Using Prometheus subquery for capturing spikes

If we are working with monitoring systems, we usually want to know if we have some unusual behavior in our graphs, for example if disk I/O graph is briefly increased. This behavior is called spikes. But how can we catch the spikes correctly if we use Prometheus in our infrastructure?

Prometheus is a TSDB (time series database), it can export data to monitoring systems such as Grafana. Prometheus has 4 types of metrics:

  • Gauge
  • Counters
  • Histogram
  • Summary

Gauge is a metric that represents a single numerical value. If we want to monitor the spikes of a particular gauge metric, it can be captured pretty easily: we just need to use a max_over_time function.

max_over_time(node_load[interval])

But if talking about monitoring http_request_total, for example, we can’t use a stand-alone max_over_time function. Metrics like http_request_total are counters. A counter is a cumulative metric that represents a single monotonically increasing counter with value which can only increase or be reset to zero on restart. Previously if we wanted to combine over_time functions (avg,max,min) and some rate functions, we needed to compose a range of vectors, but since Prometheus 2.7.0 we are able to use a subquery for these purposes.

Basic sample of subquery looks like this (according to prometheus documentation)

<instant_query> '[' <range> ':' [ <resolution> ] ']' [ offset <duration> ]

<instant_query> is equivalent to query field in /query_range API.
<range> and offset <duration> is similar to a range selector.
<resolution> is optional, which is equivalent to step in /query_range API.

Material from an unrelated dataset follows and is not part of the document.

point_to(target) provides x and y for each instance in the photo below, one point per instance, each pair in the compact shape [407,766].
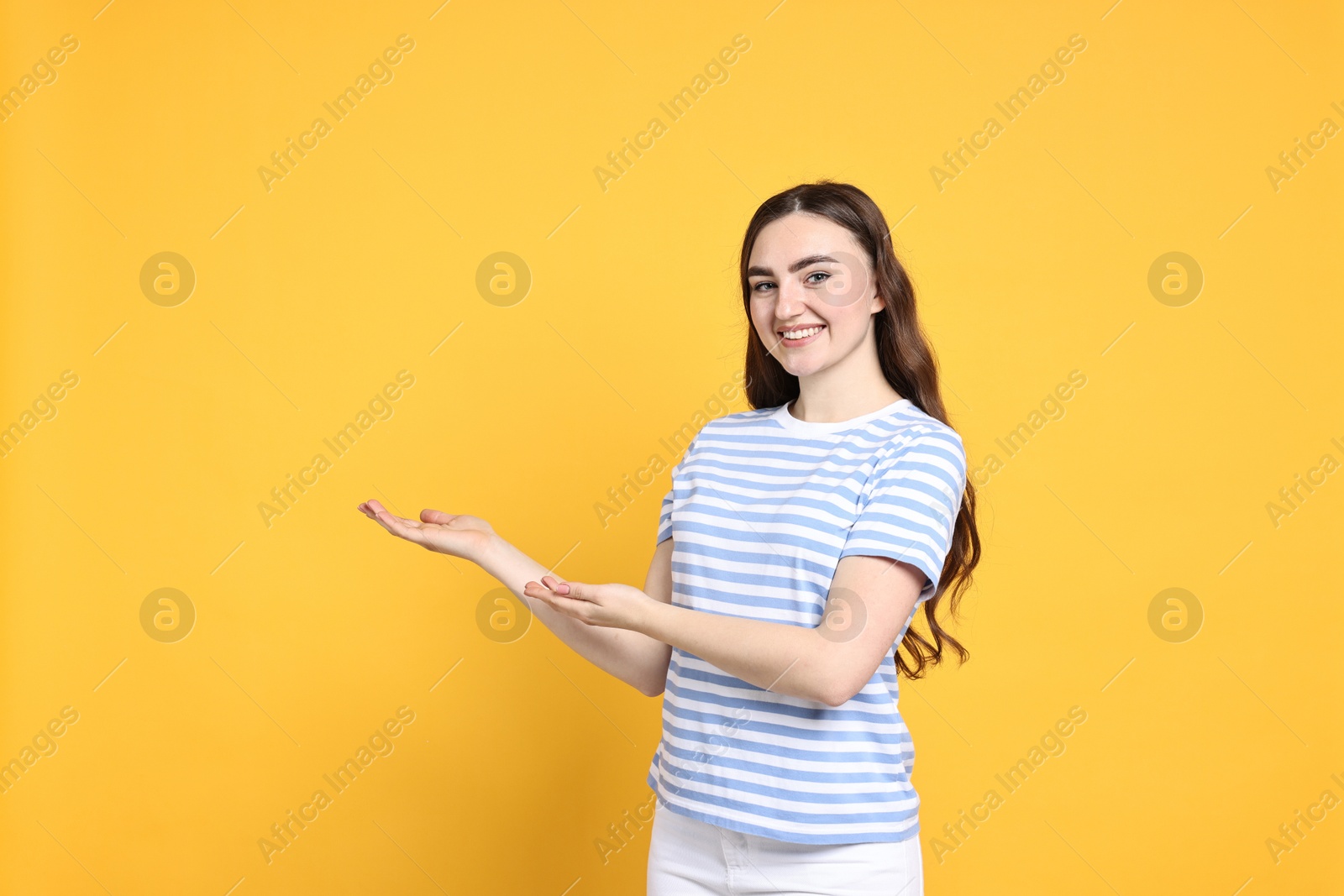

In practice it may look like this:

max_over_time( rate(http_requests_total{status="500"}[1m]) [5m:1m] )

Subquery shows us a maximum rate of 500 error codes from the last 5 minutes with 1 minute step and per-second rate of HTTP requests as measured over the last 1 minute.

If we combine it with comparison operators, we can create a query which can be used as a basis for the reporting rule of the monitoring system.

max_over_time((rate(nginx_http_requests_total{status="500"}[1m]) > bool 0.6)[5m:1m])

This query will give us only 2 values: 1 and 0. 1 for a critical rate of errors and 0 for non-critical.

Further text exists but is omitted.